One day in Moscow in Princess Mary's presence (she thought her
father did it purposely when she was there) the old prince kissed
Mademoiselle Bourienne's hand and, drawing her to him, embraced her
affectionately. Princess Mary flushed and ran out of the room. A few
minutes later Mademoiselle Bourienne came into Princess Mary's room
smiling and making cheerful remarks in her agreeable voice. Princess
Mary hastily wiped away her tears, went resolutely up to
Mademoiselle Bourienne, and evidently unconscious of what she was
doing began shouting in angry haste at the Frenchwoman, her voice
breaking: "It's horrible, vile, inhuman, to take advantage of the
weakness..." She did not finish. "Leave my room," she exclaimed, and
burst into sobs.

Next day the prince did not say a word to his daughter, but she
noticed that at dinner he gave orders that Mademoiselle Bourienne
should be served first. After dinner, when the footman handed coffee
and from habit began with the princess, the prince suddenly grew
furious, threw his stick at Philip, and instantly gave instructions to
have him conscripted for the army.

"He doesn't obey... I said it twice... and he doesn't obey! She is
the first person in this house; she's my best friend," cried the
prince. "And if you allow yourself," he screamed in a fury, addressing
Princess Mary for the first time, "to forget yourself again before her
as you dared to do yesterday, I will show you who is master in this
house. Go! Don't let me set eyes on you; beg her pardon!"

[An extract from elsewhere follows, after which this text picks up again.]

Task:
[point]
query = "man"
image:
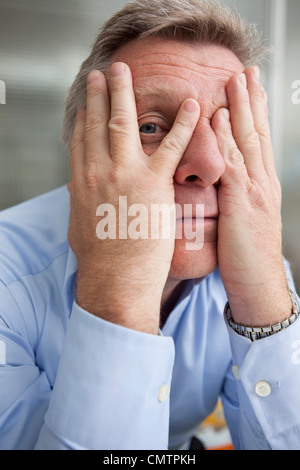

Princess Mary asked Mademoiselle Bourienne's pardon, and also her
father's pardon for herself and for Philip the footman, who had begged
for her intervention.

At such moments something like a pride of sacrifice gathered in
her soul. And suddenly that father whom she had judged would look
for his spectacles in her presence, fumbling near them and not
seeing them, or would forget something that had just occurred, or take
a false step with his failing legs and turn to see if anyone had
noticed his feebleness, or, worst of all, at dinner when there were no
visitors to excite him would suddenly fall asleep, letting his
napkin drop and his shaking head sink over his plate. "He is old and
feeble, and I dare to condemn him!" she thought at such moments,
with a feeling of revulsion against herself.